Create a modern, responsive YouTube Thumbnail Downloader web app. The site must let users paste a YouTube video URL and instantly preview and download available thumbnails (including 4K when available). Deliver separate files: index.html, styles.css, app.js. Provide production-ready, accessible, SEO-friendly code and clear inline comments.
Design & visual style:
Clean, professional UI with a subtle gradient primary palette (eg. #fff95b to #ff930f) and smooth neumorphic / glassy cards.
Support 4K preview (high-res image display, with download button that saves original resolution if available).
Use modern typography (system stack + Google Font fallback).
Add tasteful micro-animations: header fade, input focus glow, button hover, thumbnail hover scale, download progress animation. Use CSS transitions and minimal JS for animations.
Provide both desktop and mobile layouts (responsive grid); ensure it looks great on 4K monitors and mobiles.
Header & Footer:
Header: logo (SVG), site name, navigation links: Home, About, How it works, Privacy Policy, Contact. Sticky on scroll with subtle backdrop blur.
Footer: quick links, short copyright, contact email, social icons (SVG), small note about respecting YouTube TOS.
Core features & UX:
Input area for YouTube URL with placeholder https://www.youtube.com/watch?v=XXXXXXXXXXX. Validate input and show friendly error messages.
On submit, extract video ID client-side and fetch thumbnail URLs (standard YouTube patterns + high-res heuristics). No server required for basic functionality — just create download links for known thumbnail endpoints (document logic in comments).
Preview area showing multiple sizes (default thumbnails, hqdefault, sddefault, maxresdefault for 4K). For each thumbnail: show resolution label, filesize estimate (if obtainable), a Preview (lazy-loaded), and a Download button.
If maxresdefault not available, detect 404 and disable 4K with a tooltip explaining "4K not available for this video".
Provide a Download All button that opens a zipped download (optional) or triggers individual downloads sequentially. If zipping client-side, use a small library (mention as optional dependency).
Accessibility: keyboard focus states, aria labels, visible form labels, contrast, and alt text for images.
Interaction & animations:
Input gains a glowing border on focus.
Loading state: animated progress bar or spinner while checking images.
Thumbnail cards animate in (slide + fade).
Download button shows a short success microcopy (toast) and a check animation once download starts.
Instructions / “How to download” section:
Add a short step-by-step block (3 steps): 1) Paste YouTube link, 2) Choose resolution, 3) Click Download. Provide small screenshots or icons. Include a FAQ blurb about copyright and using thumbnails properly.
Code & structure requirements:
Provide three separate files only: index.html, styles.css, app.js. No build step required; vanilla HTML/CSS/JS. Keep code modular and well commented.
index.html must contain meta tags (Open Graph, meta description), structured data snippet (JSON-LD) for a WebApplication, and semantic markup.
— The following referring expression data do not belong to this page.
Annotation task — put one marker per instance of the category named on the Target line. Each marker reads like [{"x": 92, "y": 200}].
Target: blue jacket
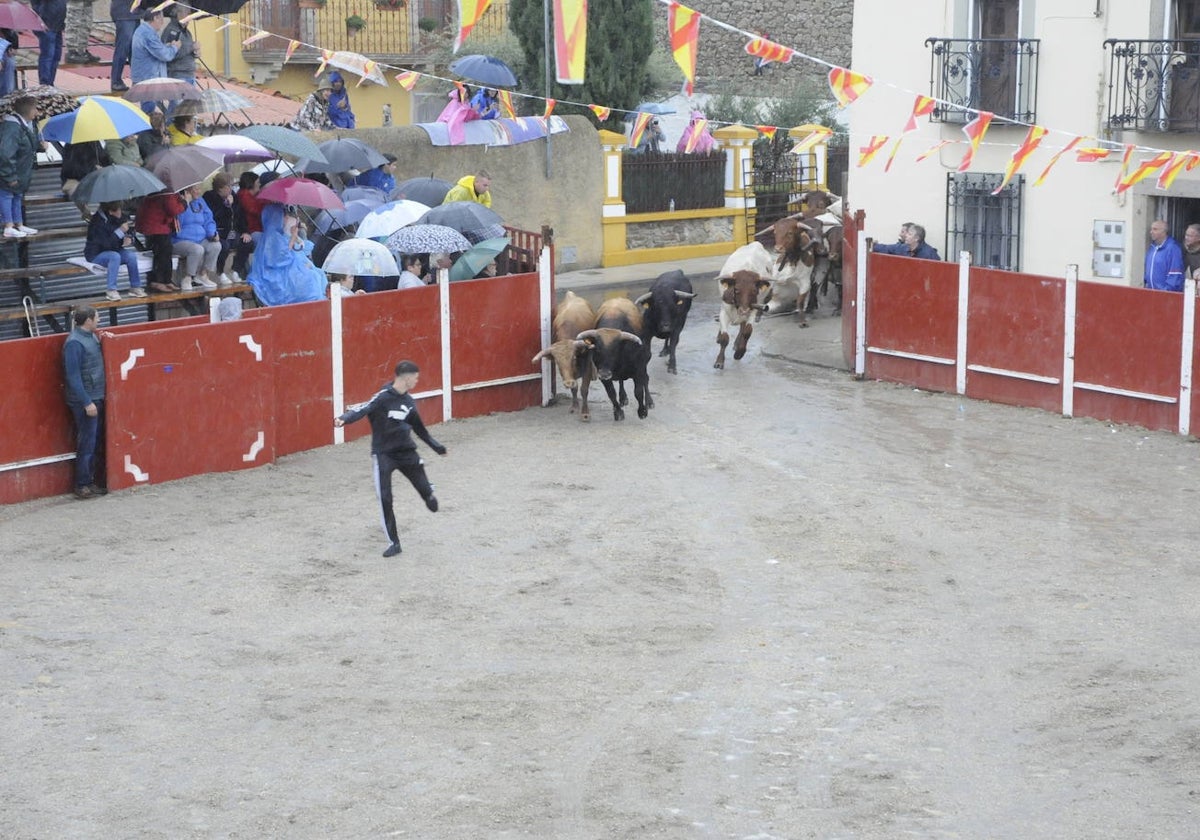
[
  {"x": 196, "y": 223},
  {"x": 1164, "y": 267},
  {"x": 149, "y": 54}
]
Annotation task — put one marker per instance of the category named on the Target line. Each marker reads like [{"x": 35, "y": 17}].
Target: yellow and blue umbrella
[{"x": 99, "y": 118}]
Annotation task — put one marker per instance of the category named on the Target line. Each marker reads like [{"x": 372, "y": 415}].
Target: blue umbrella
[{"x": 486, "y": 70}]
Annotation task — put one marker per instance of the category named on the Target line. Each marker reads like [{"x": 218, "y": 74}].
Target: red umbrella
[
  {"x": 303, "y": 191},
  {"x": 19, "y": 17}
]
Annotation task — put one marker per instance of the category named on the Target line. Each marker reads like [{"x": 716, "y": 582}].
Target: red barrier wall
[{"x": 1015, "y": 323}]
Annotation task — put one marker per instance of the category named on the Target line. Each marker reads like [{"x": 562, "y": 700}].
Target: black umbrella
[{"x": 429, "y": 191}]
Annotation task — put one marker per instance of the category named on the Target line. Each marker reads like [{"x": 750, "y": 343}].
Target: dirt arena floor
[{"x": 787, "y": 605}]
styles.css must use CSS variables for theme, responsive breakpoints, and include all animations. Keep styles safe for 4K displays (use max-width containers).
app.js must: validate and parse YouTube URLs robustly (support youtu.be, youtube.com/watch?v=, youtube.com/shorts/), build thumbnail URLs, test availability (via fetch head request or image onerror), update UI, and manage downloads. Add comments explaining the logic and fallback behaviour.
Performance & privacy:
Lazy-load thumbnails. Minimise external requests. Do not send user video URLs to any external server. Make everything client-side. If any external library is used (zip or tiny helper), list it and provide CDN fallback.
Extras (nice to have):
Drag & drop support for URLs.
Copy direct image link button.
Theme toggle (light/dark).
Small analytics placeholder (commented out) and a privacy note.
Deliverables:
index.html — full semantic HTML with header, main (input + preview + instructions), footer, and linked CSS/JS.
styles.css — complete style file with animations and responsive rules.
app.js — completed JS with comments and no external build.
A README block at the top of index.html or a separate readme comment describing file usage, browser support, and notes on 4K availability limitations.
Tone of UI text: friendly, concise British English (eg. “Paste a YouTube link to fetch thumbnails”).